There are several other issues with the accepted-answer feature.

  1. Answers sometimes get accepted very quickly. For example, the answer to Does Joyce use interior monologue in "A Portrait of the Artist as a Young Man"? after just over 20 minutes after it was posted (according to verbose, who wrote the answer). (In March 2017, one answer on SFF SE's meta apparently got accepted within 16 seconds, "hardly enough time to click on and read the answer".) My answer about the oldest Braille book was accepted within 10 minutes of being posted. More recently, the first answer submitted to the question How was the possessive used in Elizabethan literature? was accepted within (roughly) an hour of being submitted, and two answers that were submmitted later showed that the first answer contained a factual error. This leads me to my next issue.
  2. People very rarely change the accepted answer when a better one is submitted. I am aware of very few examples of answers that were unaccepted: Is there really a single "Old Babylonian version" of the Epic of Gilgamesh? (in March 2020), possibly What does "between us there was, …" mean …? (see Rand al'Thor's chat comment from August 2018) and possibly What does Lady Macbeth mean by "what thou art promised"? (based on a Napoleon Wilson's / Cahir Mawr Dyffryn æp Ceallach's comment in chat). (It is difficult to identify answers that have been unaccepted because this is not recorded in an answer's history.) And the answer to the question Was the Wood in Tales of Goldstone Wood inspired... was delete-voted after it had apparently been accepted (see this 6 December 2018 chat comment by Rand al'Thor, who was not a mod at the time).
  3. In literary criticism, many questions can never be settled definitively, so an "accepted answer" feature does not make much sense from a scholarly point of view.

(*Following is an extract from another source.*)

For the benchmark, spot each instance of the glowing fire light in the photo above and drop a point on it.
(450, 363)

Based on this, I think the accepted-answer featured needs to change. Last year, Stack Overflow asked whether accepted answers should remain pinned at the top or not but that proposal did not address any of the issues listed above. How should this feature by changed then? I can think of several ways:

  1. Get rid of it entirely. Many questions in literature cannot be settled definitively. Interpretations of literary texts, for example, have evolved over time. Unlike Stack Overflow, Literature SE is not a site where you can run and test a code sample submitted in an answer to verify that it does what the OP wants. The accepted-answer feature makes sense for identification requests, but that type of question is not representative of diversity of the questions on this site. (One issue with this suggestion is that it would lead to two categories of questions: one category submitted before the accepted-answer feature was removed and another category that was submitted later. Do existing accepted answers remain "accepted"?)
  2. Make the accepted-answer button unavailable for the first 48 hours after submission of the question. This would prevent a very quick acceptance of answers that were submited within the first few hours of posting the question. (48 hours is admittedly an arbitrary time span.)
  3. Make the accepted-answer button unavailable for the first 48 hours after submission of the first answser. This would give users at least 48 hours' time to come up with a better answer if they think the first one can be improved upon.

(Personally, I wouldn't mind getting rid of the accepted-answer feature entirely but I expect this to meet with a lot of resistance. The third option is my favourite alternative.)

What do people think about this? Should the accepted-answer feature remain as it currently is or should it be changed? If it should be changed, what suggestions do you have?

PS: (1) I don't know what the chances are of a change getting implemented by Stack Overflow Inc., but we can't expect the changes we want if we don't say what we want in the first place. (2) Different sites have different attitudes towards the accepted-answer feature, so we don't need to come up with something that would work across the Stack Exchange network. However, if we reach consensus on a specific change, I would like to take that idea to Meta SE, since some other sites may also be interested in it.